This is an entirely speculative look at the two big cases looming before SCOTUS — Colorado’s Supreme Court decision keeping him off the state’s ballots. (Trump has yet to file his appeal.) And the core issue he raises in the DC trial, that he has blanket immunity for his acts as President and their aftermath.
SCOTUS could do its job, even “decide” some important things ... and yet sidestep — OK, outright duck for now — the biggest questions these cases raise.
Reminder: all that follows is fanciful speculation. For now.
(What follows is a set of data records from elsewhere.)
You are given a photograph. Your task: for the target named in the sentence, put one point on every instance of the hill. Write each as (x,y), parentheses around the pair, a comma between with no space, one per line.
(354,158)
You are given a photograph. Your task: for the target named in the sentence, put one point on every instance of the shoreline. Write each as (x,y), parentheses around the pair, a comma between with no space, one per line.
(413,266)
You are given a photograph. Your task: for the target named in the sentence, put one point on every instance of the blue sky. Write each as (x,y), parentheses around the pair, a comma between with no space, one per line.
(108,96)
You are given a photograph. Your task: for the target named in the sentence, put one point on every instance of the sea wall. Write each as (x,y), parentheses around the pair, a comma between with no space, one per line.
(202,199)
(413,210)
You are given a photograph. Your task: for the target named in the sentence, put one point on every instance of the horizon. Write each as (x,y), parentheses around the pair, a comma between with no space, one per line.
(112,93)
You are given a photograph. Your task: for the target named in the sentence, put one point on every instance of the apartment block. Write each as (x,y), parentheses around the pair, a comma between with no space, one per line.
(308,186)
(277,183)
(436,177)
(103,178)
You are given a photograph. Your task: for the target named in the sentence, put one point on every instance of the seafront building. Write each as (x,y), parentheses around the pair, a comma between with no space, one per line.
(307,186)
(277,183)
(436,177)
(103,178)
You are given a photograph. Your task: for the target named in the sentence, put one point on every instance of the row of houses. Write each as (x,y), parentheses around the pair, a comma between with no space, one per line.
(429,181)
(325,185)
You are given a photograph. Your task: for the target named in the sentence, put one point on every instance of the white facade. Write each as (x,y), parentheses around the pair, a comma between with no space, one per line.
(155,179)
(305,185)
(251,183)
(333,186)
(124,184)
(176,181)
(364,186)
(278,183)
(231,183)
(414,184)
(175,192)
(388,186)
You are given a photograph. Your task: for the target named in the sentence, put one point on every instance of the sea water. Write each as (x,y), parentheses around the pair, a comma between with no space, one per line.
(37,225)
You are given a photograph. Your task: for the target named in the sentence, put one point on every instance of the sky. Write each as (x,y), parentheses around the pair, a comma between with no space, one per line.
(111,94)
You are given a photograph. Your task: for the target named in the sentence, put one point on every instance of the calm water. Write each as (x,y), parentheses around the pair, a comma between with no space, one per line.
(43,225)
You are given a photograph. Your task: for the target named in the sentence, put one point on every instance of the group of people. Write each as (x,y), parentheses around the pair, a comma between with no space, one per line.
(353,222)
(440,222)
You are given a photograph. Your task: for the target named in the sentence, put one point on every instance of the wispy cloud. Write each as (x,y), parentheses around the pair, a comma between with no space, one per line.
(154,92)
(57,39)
The Colorado case. Section 3 of the 14th Amendment, wordy as it is, would seem to leave little room for argument:
Section 3 Disqualification from Holding Office
No person shall be a Senator or Representative in Congress, or elector of President and Vice-President, or hold any office, civil or military, under the United States, or under any State, who, having previously taken an oath, as a member of Congress, or as an officer of the United States, or as a member of any State legislature, or as an executive or judicial officer of any State, to support the Constitution of the United States, shall have engaged in insurrection or rebellion against the same, or given aid or comfort to the enemies thereof. But Congress may by a vote of two-thirds of each House, remove such disability.
The Colorado court handled the history of the provision employing an “originalist” approach favored intermittently by some of SCOTUS’s most conservative members. Is the President one of the officers subject to the section? Almost assuredly, the matter being beyond all but maybe a single day of discussion in a One-L class on Constitutional law. Is the other Sec. 3 language ambiguous? Not very.
So what could SCOTUS do to accept the 14th Amendment as written but not tarnish it? It could decide that as yet, we don’t know whether Trump meets the disqualifying standard: that he “engaged in insurrection or rebellion against [the United States], or given aid or comfort to the enemies thereof.” These, plus treason, are the most serious charges to levied against any official. The CO court had nothing before it resembling a trial on “insurrection” on the merits. Until a court has so ruled after full due process has been provided, Sec. 3 cannot be fairly applied. It would be a very grave decision for the judiciary to take any candidate, particularly a Presidential candidate and the apparent front runner of one of the two major political parties, off the ballot. And deprive the voters, etc., etc.
The Issue of Presidential Immunity. One way SCOTUS could handle this is to give it the weighty consideration that such Big Constitutional Questions deserve and follow normal judicial processes (maybe with some harrumphing about moving right along) of going first to the DC Court of Appeals and then to SCOTUS.
The time periods consumed by briefing, arguments, time for a decision and opinions to be written, motions for an en banc decision by the full panel of appellate judges, then briefing, argument and decision time by SCOTUS — these are measured in a year maybe more, not just a few months. (The DC appellate court has already set deadlines; briefs are due by early January but no date for argument is set yet.)
Even if the appeals were expedited, trial Judge Chutkan has stayed the trial. That stay would likely pertain with little if any meaningful activity throughout all the appeals. Yet Trump could continue to campaign on the unfairness of all those harassing charges and say virtually nothing about the merits of the cases.
But … so explicitly giving Trump the delay he so dearly wants would be seen as a blatant political decision for the Roberts Court, already in plenty of political heat. So there’s a less obvious way to handle it. SCOTUS could decide the major issue but reserve its application until the felony trial is complete and appeals of it are pending. How?
The big question is how broad Presidential immunity should be. Many scholars think SCOTUS will not grant the complete, wholesale immunity Donald Trump argues for. The Chief Executive is entitled to great deference but kingly-level immunity — without treating the activities, conduct and issues at stake at some point during or after the presidency — that’s a step far too far. And it is unnecessary to decide now.
SCOTUS could step up to this case, still allowing for considerable briefing and argument but expediting it, even jumping cases already on its calendar. It could hold that blanket immunity for acts while President is fundamentally incompatible with the powers of an executive responsible under law. So it could also be claimed, is immunity after the presidency ends for conduct that is of the same nature. In individual opinions, the justices could spin this so many ways it would be hard to cite any determinative rationale, but the outcome would be clear and it would leave Trump vulnerable. Still, the conduct he is accused of is very serious and the evidence to support it deserves full vetting at trial of facts with full opportunities to defend. The Court could appropriately withhold any definite statement of what is and what is not subject to immunity until specific conduct is before it in this case.
Even so, time will have been consumed and the trial so delayed as to likely overlap the Republican convention in July and some of the final months of campaigning, whatever the outcome.
We can think about these possibilities, disagree and not like the results. Donald John Trump has already exploited the processes we liberals have established to assure due process and fair trials. It’s awful for the country that after all this, Republicans cannot settle on a better candidate. But Trump has a large following of credulous believers. Voter decisions next November will surely deliver better final answers that judicial declarations will … and we have a President willing to accept the results.
In the meantime, the work of Democrats of all persuasions is clear and urgent.